“Jews and Booze” educates on the Jewish moral dilemma during prohibition

To introduce an annual lecture celebrating Jewish culture, a donated 1750’s Torah that survived the Holocaust was paraded through Cabell library with a boisterous klezmer band on March 30.

VCU’s Brown-Lyons lectures have educated the community on some of the most important topics in Jewish culture and faith for more than 30 years. This year’s lecture, “Jews and Booze: Becoming American in the Age of Prohibition,” was presented by visiting professor Marni Davis, an ethnicity and immigration historian who has taught at Emory and Georgia State Universities.

Davis showcased her book “Jews and Booze” in a talk detailing the Jewish community’s involvement in the alcohol trade during prohibition, and how this affected their collective identity within American culture at the time.

“I feel very lucky to have alighted on this particular topic because it does interest people, and not only because it rhymes, though that has certainly worked out in my favor,” Davis told the audience on Thursday night.

Davis’ book was a finalist for the Sami Rohr Prize in Jewish Literature; her lecture detailed the time period between the Civil War and Great Depression, but also commented on more modern Kosher libations as well.

According to Davis, the idea of “Jews and Booze” may seem counterintuitive at first — the faith traditionally stresses abstinence — but assimilation was key for Jewish immigrants in the late 19th century. This meant adopting the drinking habits of American cities at the time, and Jewish immigrants quickly established saloons and bars where they offered Kosher home-made wine.

“In the years leading up to and during national Prohibition, Jews who made a living selling liquor, or who defended alcohol’s legal availability, unwittingly acted as flash points for American anxieties about immigration and ­capitalism,” Davis wrote.

According to Davis, a sizeable portion of the Jewish community financially depended on alcohol sales for their livelihood. When the first inklings of the prohibition movement started seeping into politics, much of the Jewish community lobbied for “wet” politics in favor of legal alcohol to protect their common economic interest.

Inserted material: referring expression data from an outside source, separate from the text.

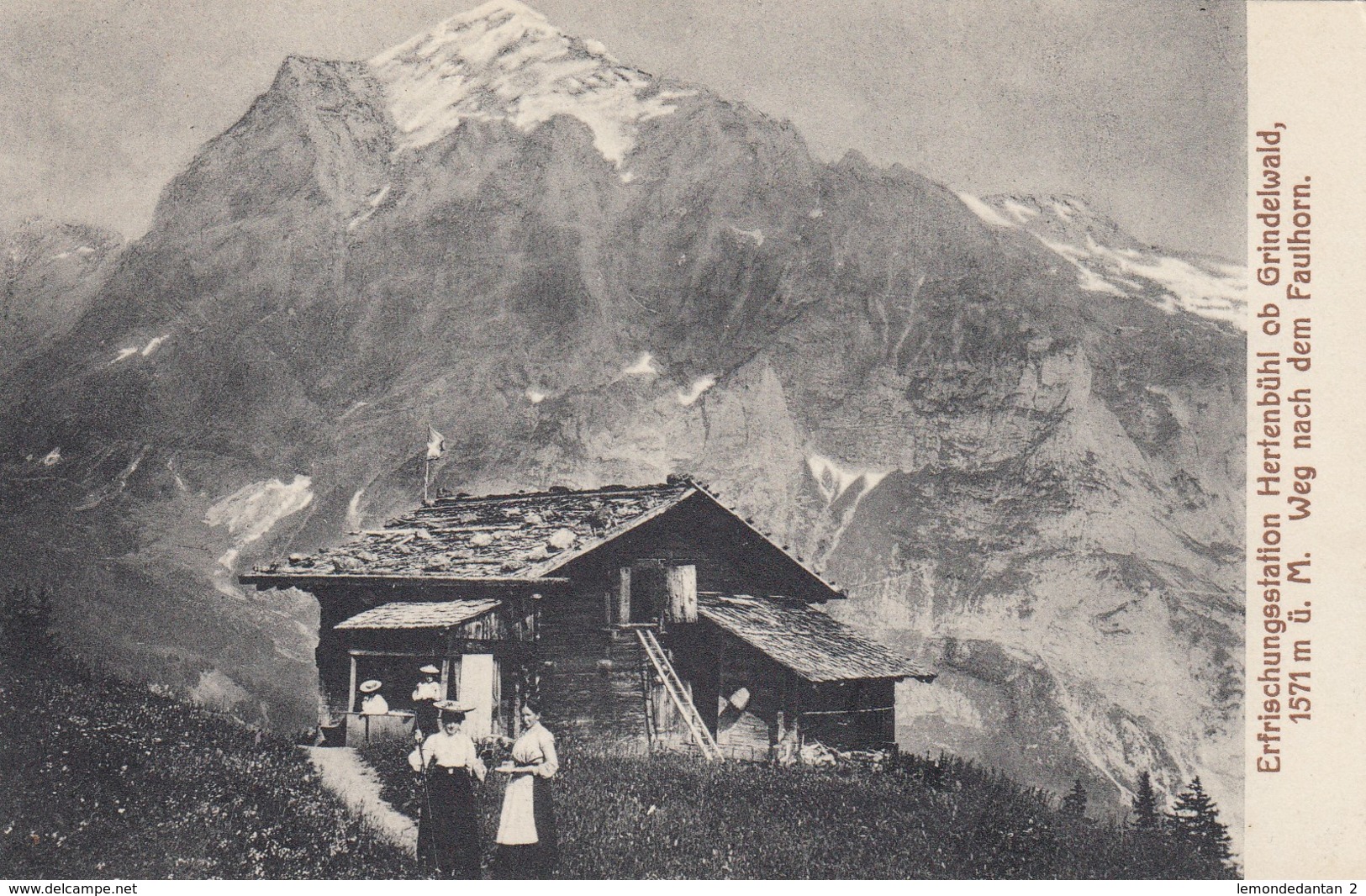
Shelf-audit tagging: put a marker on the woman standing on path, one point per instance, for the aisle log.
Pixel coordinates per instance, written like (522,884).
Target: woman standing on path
(528,845)
(448,834)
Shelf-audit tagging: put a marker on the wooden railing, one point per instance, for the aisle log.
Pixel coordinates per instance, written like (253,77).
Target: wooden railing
(678,693)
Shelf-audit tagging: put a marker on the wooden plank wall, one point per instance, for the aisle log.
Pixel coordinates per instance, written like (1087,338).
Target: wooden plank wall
(590,682)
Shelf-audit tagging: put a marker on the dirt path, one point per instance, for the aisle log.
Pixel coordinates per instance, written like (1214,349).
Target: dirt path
(350,777)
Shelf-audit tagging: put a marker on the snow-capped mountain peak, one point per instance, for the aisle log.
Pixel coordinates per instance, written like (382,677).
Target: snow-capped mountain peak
(1108,260)
(506,61)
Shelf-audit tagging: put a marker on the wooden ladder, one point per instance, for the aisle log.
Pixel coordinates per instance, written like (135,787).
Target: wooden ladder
(673,684)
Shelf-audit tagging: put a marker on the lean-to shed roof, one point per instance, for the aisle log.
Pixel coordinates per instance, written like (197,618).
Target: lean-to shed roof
(483,539)
(806,640)
(509,539)
(419,614)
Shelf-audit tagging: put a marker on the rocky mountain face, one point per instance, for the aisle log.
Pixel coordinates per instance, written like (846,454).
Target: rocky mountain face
(1011,432)
(52,272)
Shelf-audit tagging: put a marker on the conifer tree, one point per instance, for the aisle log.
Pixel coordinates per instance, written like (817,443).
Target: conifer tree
(1197,825)
(1147,813)
(1074,804)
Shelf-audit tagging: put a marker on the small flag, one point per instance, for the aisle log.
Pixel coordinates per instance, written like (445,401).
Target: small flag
(436,443)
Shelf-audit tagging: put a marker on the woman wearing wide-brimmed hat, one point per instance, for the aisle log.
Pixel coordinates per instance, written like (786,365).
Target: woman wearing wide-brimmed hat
(448,836)
(528,841)
(373,703)
(425,695)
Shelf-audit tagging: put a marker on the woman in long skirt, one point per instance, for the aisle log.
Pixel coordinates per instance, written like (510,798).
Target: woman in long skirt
(528,843)
(448,832)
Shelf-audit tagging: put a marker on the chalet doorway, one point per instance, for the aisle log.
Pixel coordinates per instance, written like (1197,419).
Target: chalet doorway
(480,688)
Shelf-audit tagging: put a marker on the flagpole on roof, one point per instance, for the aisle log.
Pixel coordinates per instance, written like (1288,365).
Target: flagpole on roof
(436,445)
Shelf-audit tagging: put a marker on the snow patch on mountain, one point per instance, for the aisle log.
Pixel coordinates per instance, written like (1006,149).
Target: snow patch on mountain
(834,480)
(757,235)
(1088,280)
(1020,212)
(353,509)
(695,391)
(506,61)
(253,509)
(1215,290)
(644,366)
(984,211)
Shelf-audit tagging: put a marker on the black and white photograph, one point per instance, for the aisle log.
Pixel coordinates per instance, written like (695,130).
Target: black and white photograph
(623,440)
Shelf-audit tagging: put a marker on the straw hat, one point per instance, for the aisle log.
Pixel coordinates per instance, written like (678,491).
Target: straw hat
(454,706)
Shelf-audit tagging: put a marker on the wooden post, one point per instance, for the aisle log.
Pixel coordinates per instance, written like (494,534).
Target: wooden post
(623,597)
(350,699)
(682,588)
(776,735)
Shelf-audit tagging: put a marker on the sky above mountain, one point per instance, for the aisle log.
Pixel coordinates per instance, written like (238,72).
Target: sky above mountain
(1132,104)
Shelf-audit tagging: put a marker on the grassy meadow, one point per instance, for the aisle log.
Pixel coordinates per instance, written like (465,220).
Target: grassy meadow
(107,779)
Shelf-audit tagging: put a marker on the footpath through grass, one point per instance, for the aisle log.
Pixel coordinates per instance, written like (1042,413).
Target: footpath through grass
(108,780)
(675,817)
(104,780)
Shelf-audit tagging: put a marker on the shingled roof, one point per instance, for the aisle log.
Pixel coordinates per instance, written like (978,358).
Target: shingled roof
(806,640)
(493,537)
(498,537)
(419,614)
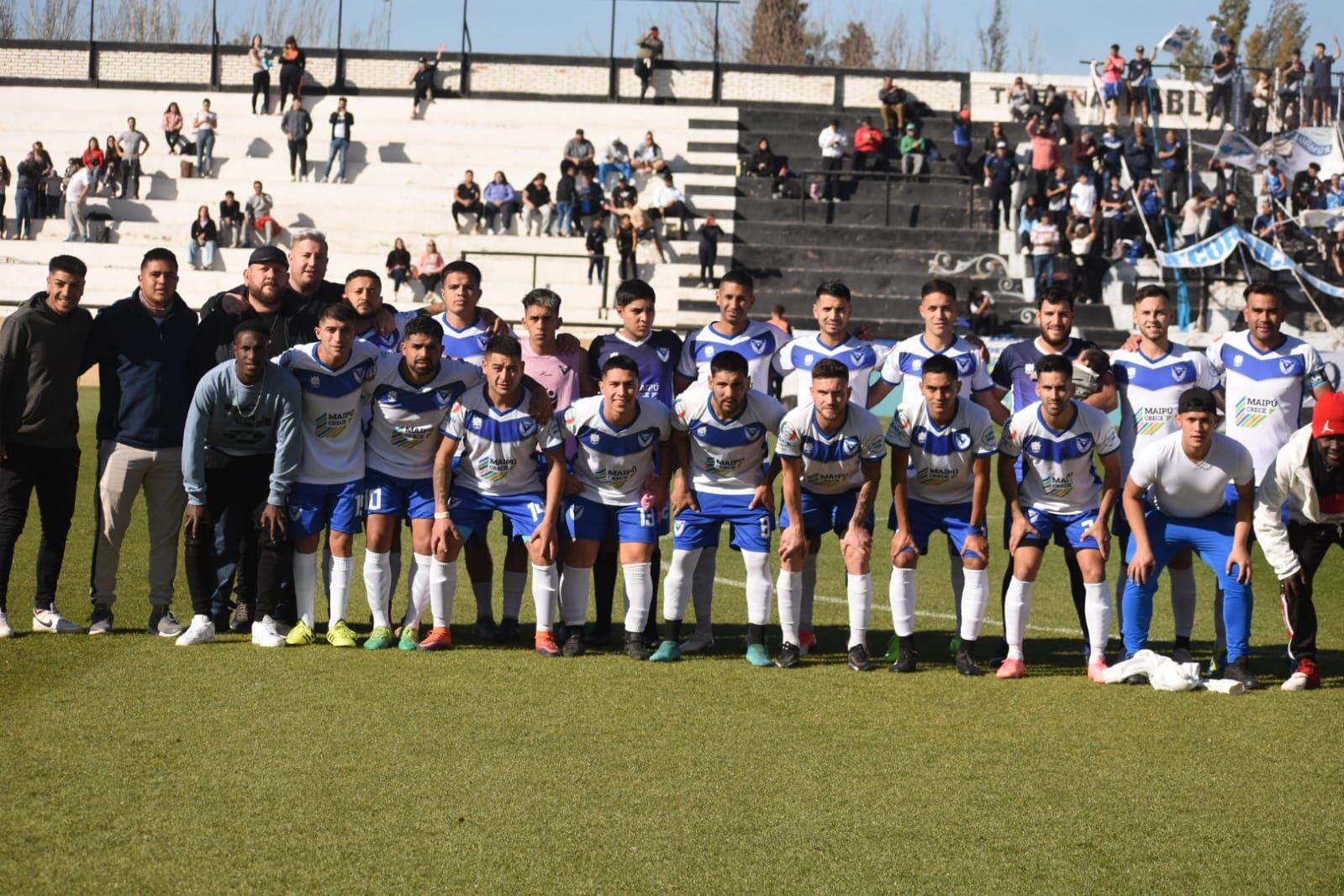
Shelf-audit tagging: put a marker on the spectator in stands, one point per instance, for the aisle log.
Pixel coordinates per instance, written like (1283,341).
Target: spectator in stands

Despite wide-ranging protests, the Prohibition Act was added as the 18th Amendment in 1920. The law did include a clause that allowed alcohol use for religious ceremony, but unlike many Christian ceremonies, Jewish ceremonies took place in the home and not in the public sector.

Rabbis were responsible for distributing the sacramental wine to Jewish homes, but because there weren’t any official doctrines on American Judaism, some religious leaders exploited the loophole.

Some rabbis with last names such as “O’Malley” and “Jefferson” could pass as white-anglo saxons and would access and distribute alcohol for public sale. The latter soon became a nationally-renown scandal and was not well received by the whole community, particularly Jewish immigrants devoted to maintain a “good” reputation in the U.S.

“While many regarded Jewish bootlegging as proof that Jews were incapable of conforming to American values,” Davis wrote in her book. “One might instead regard it as evidence of Jewish acculturation, since the flouting of Prohibition law was practically a national pastime.”

Exacerbating the scandal were Jewish bootleggers and gangs across America, and by the time prohibition ended in 1933 the two largest distilling corporations were Jewish.

Today, nearly a century after Prohibition began, there is a re-emergence of Jewish-produced alcohol on the market. Brooklyn’s “Shmaltz Brewing Co.” is a well-known craft beer company whose Kosher “He’Brew” beer is available seasonally; the “Whiskey Jewbilee” is an annual festival highlighting kosher whiskeys annually in New York, Chicago and Seattle.